In this paper we discuss the geometry and mechanics of discrete manifolds—so called simplicial complexes that are essentially triangulated regions—motivated by the works on discrete exterior calculus and differential geometry in computer graphics. We show that the classical ideas related to the geometry of continuous manifolds, such as metric, curvature, and affine connections take on a much simpler and more intuitive aspect when discussed in the context of such discrete triangulated manifolds. We introduce the notion of a dual mesh to describe “dual” variables (technically differential forms). We use the dual mesh to show that the geometry of the defects such as microcracks, dislocations and incoherent boundaries as well as balance laws and constitutive relations can be introduced directly, without the need for “discretization” from a continuum. This opens up the possibility of direct simulations of these bodies without the need for a continuous counterpart. We end by demonstrating how the second law of thermodynamics can be used in such a situation including discrete non-local systems.

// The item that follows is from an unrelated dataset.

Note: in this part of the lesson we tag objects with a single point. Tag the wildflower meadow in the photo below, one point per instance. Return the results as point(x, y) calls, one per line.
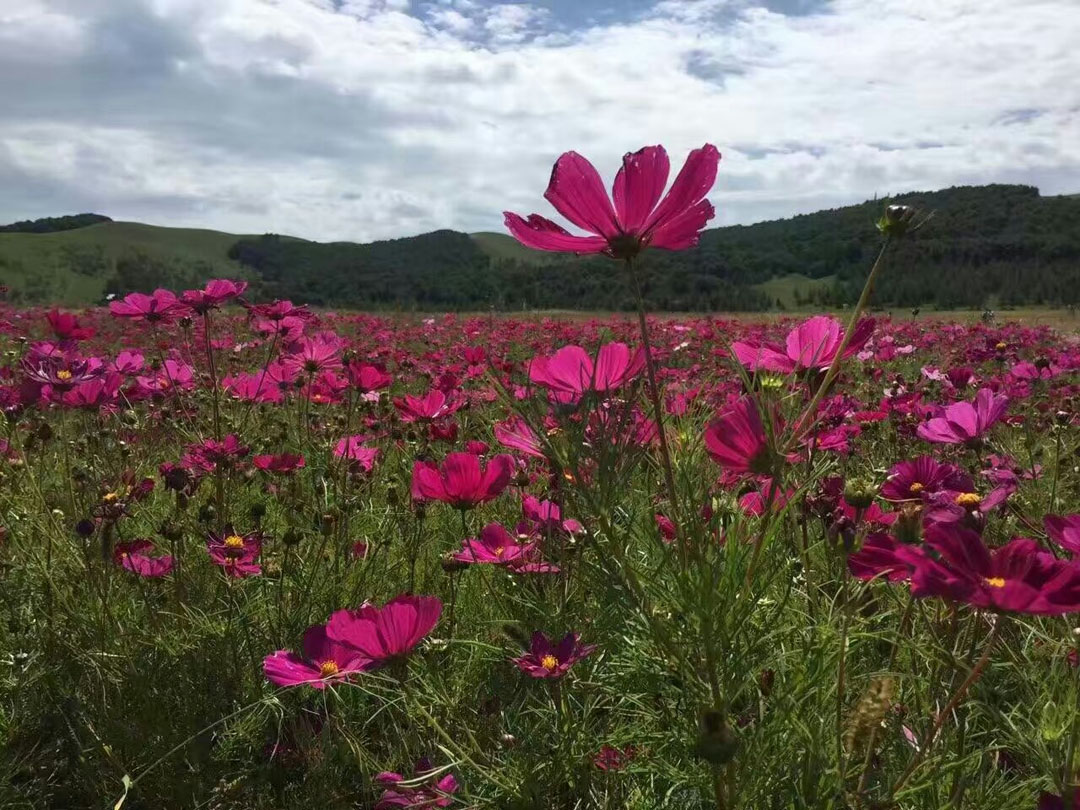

在本文中，我们讨论了离散流形的几何学和力学原理，即所谓的单纯形络合物，本质上是三角区域，它们是由计算机图形学中的离散外部微积分和微分几何学引起的。我们表明，在这种离散的三角歧管的上下文中进行讨论时，与连续歧管的几何形状（例如公制，曲率和仿射连接）有关的经典思想具有更简单，更直观的方面。我们引入了双重网格的概念来描述“双重”变量（技术上是差分形式）。我们使用双重网格显示，可以直接引入缺陷的几何形状，例如微裂纹，位错和不连贯的边界以及平衡律和本构关系，而无需从连续体中进行“离散化”。这为直接模拟这些物体提供了可能，而无需连续的对应。最后，我们将说明如何在包括离散非局部系统在内的这种情况下使用热力学第二定律。